Kevin Sun wants to move his precious collection of n cowbells from Naperthrill to Exeter, where there is actually grass instead of corn. Before moving, he must pack his cowbells into k boxes of a fixed size. In order to keep his collection safe during transportation, he won't place more than two cowbells into a single box. Since Kevin wishes to minimize expenses, he is curious about the smallest size box he can use to pack his entire collection.
Kevin is a meticulous cowbell collector and knows that the size of his i-th (1≤i≤n) cowbell is an integer si. In fact, he keeps his cowbells sorted by size, so si-1≤si for any i>1. Also an expert packer, Kevin can fit one or two cowbells into a box of size s if and only if the sum of their sizes does not exceed s. Given this information, help Kevin determine the smallest s for which it is possible to put all of his cowbells into k boxes of size s.
The first line of the input contains two space-separated integers n and k (1≤n≤2·k≤100000), denoting the number of cowbells and the number of boxes, respectively.
The next line contains n space-separated integers s1,s2,...,sn (1≤s1≤s2≤...≤sn≤1000000), the sizes of Kevin's cowbells.
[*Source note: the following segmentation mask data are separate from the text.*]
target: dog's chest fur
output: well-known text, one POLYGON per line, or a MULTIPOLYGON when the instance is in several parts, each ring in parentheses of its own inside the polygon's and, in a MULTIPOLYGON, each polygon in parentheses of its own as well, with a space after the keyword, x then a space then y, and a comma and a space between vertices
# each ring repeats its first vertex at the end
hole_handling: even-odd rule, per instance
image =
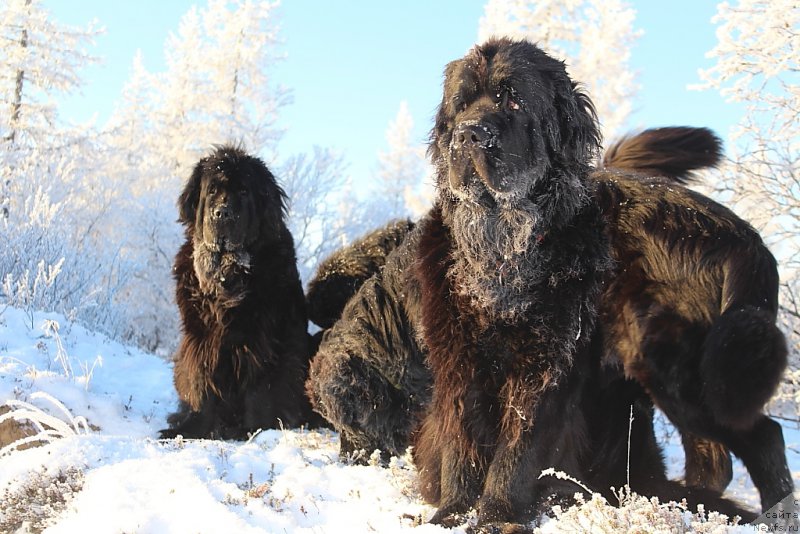
MULTIPOLYGON (((441 216, 434 213, 423 228, 416 265, 422 288, 423 337, 434 376, 460 377, 462 383, 477 378, 496 390, 509 375, 533 372, 549 380, 545 375, 557 372, 547 369, 568 365, 568 361, 558 361, 557 355, 542 353, 540 342, 549 337, 550 326, 536 311, 508 321, 454 290, 449 275, 453 255, 458 253, 454 247, 441 216), (461 376, 462 372, 466 375, 461 376)), ((536 289, 529 290, 533 300, 536 289)))
POLYGON ((571 371, 594 324, 594 300, 610 266, 596 219, 588 209, 548 236, 557 252, 541 261, 551 275, 525 289, 531 305, 510 321, 454 290, 448 272, 459 251, 441 213, 432 212, 421 228, 415 275, 434 403, 459 407, 456 419, 488 418, 514 435, 530 427, 542 394, 571 371))

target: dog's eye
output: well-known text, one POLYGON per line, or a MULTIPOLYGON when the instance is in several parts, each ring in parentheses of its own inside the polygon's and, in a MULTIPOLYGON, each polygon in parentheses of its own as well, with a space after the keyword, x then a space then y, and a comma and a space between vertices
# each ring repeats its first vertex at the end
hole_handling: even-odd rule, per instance
POLYGON ((239 195, 241 195, 243 197, 246 197, 249 193, 250 192, 247 190, 246 187, 242 187, 241 189, 239 189, 239 195))
POLYGON ((217 194, 217 184, 211 184, 208 186, 208 194, 209 195, 216 195, 217 194))
POLYGON ((518 111, 520 109, 519 102, 511 96, 511 91, 502 89, 497 92, 495 105, 502 109, 509 109, 511 111, 518 111))

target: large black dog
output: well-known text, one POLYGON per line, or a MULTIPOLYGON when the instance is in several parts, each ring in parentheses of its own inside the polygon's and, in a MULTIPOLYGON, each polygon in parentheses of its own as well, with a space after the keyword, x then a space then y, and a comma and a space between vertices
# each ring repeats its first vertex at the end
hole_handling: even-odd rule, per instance
POLYGON ((174 268, 181 406, 161 436, 241 439, 316 420, 303 393, 305 298, 274 176, 223 146, 197 163, 178 207, 186 228, 174 268))
MULTIPOLYGON (((627 298, 607 291, 625 267, 612 268, 611 256, 623 258, 606 226, 642 223, 636 211, 609 216, 606 202, 626 202, 615 189, 656 203, 691 196, 593 171, 598 147, 589 100, 563 64, 534 45, 494 40, 448 65, 430 147, 436 206, 348 302, 312 363, 309 395, 340 431, 344 453, 398 454, 413 442, 423 495, 439 505, 436 522, 457 521, 472 506, 481 524, 523 520, 551 493, 574 490, 539 480, 546 467, 600 491, 625 483, 630 406, 634 489, 752 517, 713 484, 666 480, 650 398, 615 367, 612 330, 595 328, 597 310, 609 309, 601 294, 627 298)), ((656 166, 674 178, 714 157, 656 166)), ((691 210, 710 205, 695 204, 691 210)), ((694 227, 668 208, 658 209, 665 230, 689 238, 694 227)), ((650 224, 640 233, 663 239, 650 224)), ((782 358, 779 347, 764 358, 773 385, 782 358)), ((670 368, 684 363, 678 355, 670 368)), ((783 455, 782 443, 765 446, 783 455)), ((782 474, 779 465, 765 467, 782 474)))

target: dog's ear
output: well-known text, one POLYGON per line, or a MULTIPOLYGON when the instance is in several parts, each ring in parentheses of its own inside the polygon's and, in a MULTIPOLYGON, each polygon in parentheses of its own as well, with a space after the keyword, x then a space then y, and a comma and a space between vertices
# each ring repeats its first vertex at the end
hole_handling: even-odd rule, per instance
POLYGON ((591 165, 602 142, 597 113, 589 96, 566 73, 556 83, 555 108, 561 153, 566 161, 591 165))
POLYGON ((442 83, 442 101, 436 109, 436 116, 433 120, 433 128, 431 129, 429 142, 428 142, 428 158, 433 165, 442 157, 442 149, 440 145, 444 141, 449 145, 450 140, 445 139, 449 133, 452 133, 453 120, 455 119, 454 102, 448 102, 448 95, 452 96, 448 88, 448 81, 451 79, 456 66, 461 60, 451 61, 444 68, 444 82, 442 83))
POLYGON ((255 174, 256 194, 259 196, 259 202, 264 208, 274 206, 280 208, 281 216, 285 219, 288 211, 288 196, 283 188, 278 185, 278 180, 272 171, 269 170, 267 164, 260 158, 248 156, 250 163, 250 172, 255 174))
POLYGON ((183 192, 178 197, 178 221, 191 226, 197 216, 197 204, 200 202, 200 188, 203 179, 203 167, 207 158, 201 159, 194 166, 192 175, 186 182, 183 192))

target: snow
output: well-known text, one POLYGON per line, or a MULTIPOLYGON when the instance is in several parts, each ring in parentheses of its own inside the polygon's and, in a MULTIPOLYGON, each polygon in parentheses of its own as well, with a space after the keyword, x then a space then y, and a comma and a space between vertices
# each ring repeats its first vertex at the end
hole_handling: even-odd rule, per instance
MULTIPOLYGON (((177 402, 171 365, 56 314, 11 307, 0 313, 0 400, 12 399, 65 420, 69 428, 69 419, 85 417, 90 428, 76 426, 44 446, 0 454, 0 530, 464 532, 425 523, 434 509, 415 488, 408 455, 393 458, 387 468, 377 462, 350 464, 338 458, 333 431, 270 430, 247 442, 156 439, 177 402), (72 489, 55 482, 60 474, 72 489), (56 486, 63 502, 42 502, 56 486), (15 513, 33 519, 20 525, 14 523, 15 513)), ((793 441, 798 441, 796 432, 787 436, 793 441)), ((674 444, 667 450, 675 455, 674 444)), ((796 469, 798 455, 790 454, 796 469)), ((749 482, 732 486, 734 496, 751 501, 755 496, 749 482)), ((637 506, 648 507, 648 502, 637 506)), ((588 512, 560 512, 543 531, 569 531, 579 524, 630 528, 629 515, 597 499, 581 510, 588 512)), ((655 515, 651 510, 650 516, 637 516, 647 527, 643 532, 660 530, 653 518, 665 512, 655 510, 655 515)), ((751 530, 722 529, 697 531, 751 530)))

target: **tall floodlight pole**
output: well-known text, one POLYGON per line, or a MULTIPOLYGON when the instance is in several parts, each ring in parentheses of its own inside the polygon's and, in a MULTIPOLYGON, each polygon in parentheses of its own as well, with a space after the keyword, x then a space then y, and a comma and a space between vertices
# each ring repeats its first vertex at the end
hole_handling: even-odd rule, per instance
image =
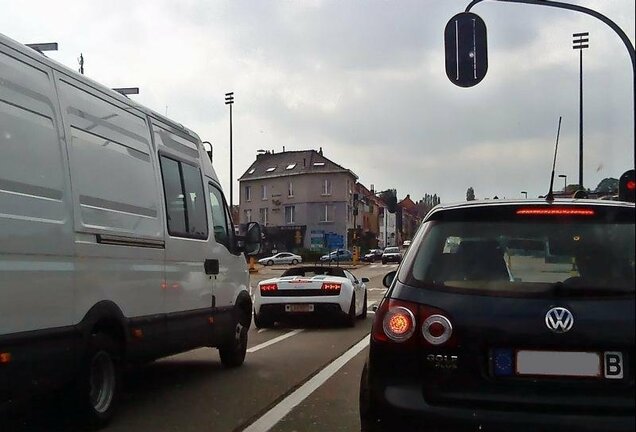
POLYGON ((583 188, 583 50, 589 48, 588 32, 574 33, 572 49, 579 50, 579 186, 583 188))
POLYGON ((232 174, 232 105, 234 105, 234 92, 225 93, 225 105, 230 106, 230 209, 232 208, 232 189, 234 185, 234 177, 232 174))

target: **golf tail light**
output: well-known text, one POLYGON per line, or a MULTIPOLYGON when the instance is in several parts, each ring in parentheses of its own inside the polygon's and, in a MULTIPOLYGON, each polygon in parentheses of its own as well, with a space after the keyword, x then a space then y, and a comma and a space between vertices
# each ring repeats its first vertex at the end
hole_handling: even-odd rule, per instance
POLYGON ((422 322, 422 336, 431 345, 442 345, 453 336, 453 325, 442 314, 429 315, 422 322))
POLYGON ((431 307, 420 306, 419 319, 422 323, 421 331, 424 343, 427 345, 454 346, 457 341, 453 337, 453 324, 444 311, 431 307))
POLYGON ((380 304, 373 322, 373 339, 382 342, 406 342, 415 333, 417 305, 385 299, 380 304))
POLYGON ((263 284, 263 285, 261 285, 261 292, 269 293, 269 292, 274 292, 274 291, 278 291, 278 285, 276 285, 276 284, 263 284))
POLYGON ((342 284, 333 282, 323 282, 321 289, 323 291, 338 293, 342 284))

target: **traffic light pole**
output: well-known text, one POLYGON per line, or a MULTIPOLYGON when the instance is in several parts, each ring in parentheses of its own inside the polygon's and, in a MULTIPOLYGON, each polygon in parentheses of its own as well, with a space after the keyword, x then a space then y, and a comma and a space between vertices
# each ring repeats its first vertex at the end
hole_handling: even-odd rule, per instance
MULTIPOLYGON (((477 3, 481 3, 484 0, 472 0, 468 6, 466 7, 466 12, 470 12, 470 9, 475 6, 477 3)), ((538 6, 549 6, 555 7, 559 9, 567 9, 575 12, 581 12, 586 15, 590 15, 608 25, 614 32, 621 38, 625 47, 627 48, 627 52, 629 54, 629 58, 632 61, 632 94, 633 94, 633 117, 634 117, 634 167, 636 167, 636 54, 634 53, 634 46, 632 42, 629 40, 623 29, 621 29, 614 21, 606 17, 605 15, 593 10, 588 9, 583 6, 573 5, 569 3, 561 3, 551 0, 493 0, 498 2, 506 2, 506 3, 524 3, 538 6)))

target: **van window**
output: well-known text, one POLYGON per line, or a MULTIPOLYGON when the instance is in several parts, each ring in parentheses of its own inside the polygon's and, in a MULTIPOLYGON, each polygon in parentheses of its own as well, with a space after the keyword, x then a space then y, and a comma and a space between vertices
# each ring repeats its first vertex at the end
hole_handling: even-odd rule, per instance
POLYGON ((208 221, 205 210, 203 182, 199 168, 181 164, 183 184, 185 186, 186 209, 188 214, 188 234, 197 238, 208 237, 208 221))
POLYGON ((199 168, 161 156, 168 233, 176 237, 208 237, 203 184, 199 168))
POLYGON ((214 238, 217 243, 220 243, 232 250, 233 243, 233 231, 228 228, 228 221, 230 220, 228 212, 225 208, 225 201, 223 194, 212 183, 210 187, 210 207, 212 210, 212 225, 214 226, 214 238))

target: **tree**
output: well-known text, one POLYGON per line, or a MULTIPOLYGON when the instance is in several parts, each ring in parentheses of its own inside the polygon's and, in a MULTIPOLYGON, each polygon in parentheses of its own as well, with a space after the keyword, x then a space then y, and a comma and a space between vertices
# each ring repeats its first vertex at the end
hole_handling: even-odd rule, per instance
POLYGON ((475 189, 472 186, 466 190, 466 201, 475 201, 475 189))
POLYGON ((618 193, 618 179, 613 177, 604 178, 598 186, 596 186, 596 190, 594 192, 599 194, 618 193))
POLYGON ((384 205, 386 205, 389 213, 395 213, 397 210, 397 190, 396 189, 387 189, 385 191, 380 192, 380 199, 384 201, 384 205))
POLYGON ((433 207, 438 205, 440 202, 441 199, 437 196, 437 194, 425 194, 424 198, 416 203, 417 215, 420 218, 423 218, 433 207))

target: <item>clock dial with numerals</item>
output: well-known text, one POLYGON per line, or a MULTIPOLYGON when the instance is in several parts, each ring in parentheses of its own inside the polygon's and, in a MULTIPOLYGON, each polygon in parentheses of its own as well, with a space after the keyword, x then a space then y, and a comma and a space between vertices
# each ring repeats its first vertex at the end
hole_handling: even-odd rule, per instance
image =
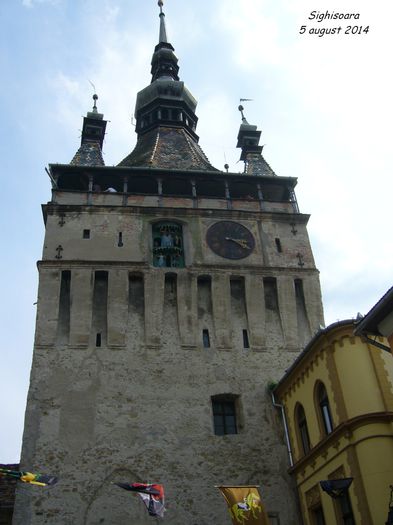
POLYGON ((226 259, 248 257, 255 247, 250 230, 233 221, 220 221, 210 226, 206 241, 214 253, 226 259))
It is guaranteed that the sizes si are given in non-decreasing order.
Print a single integer, the smallest s for which it is possible for Kevin to put all of his cowbells into k boxes of size s.
2 1
2 5
7
4 3
2 3 5 9
9
3 2
3 5 7
8
In the first sample, Kevin must pack his two cowbells into the same box.
In the second sample, Kevin can pack together the following sets of cowbells: {2,3}, {5} and {9}.
In the third sample, the optimal solution is {3,5} and {7}.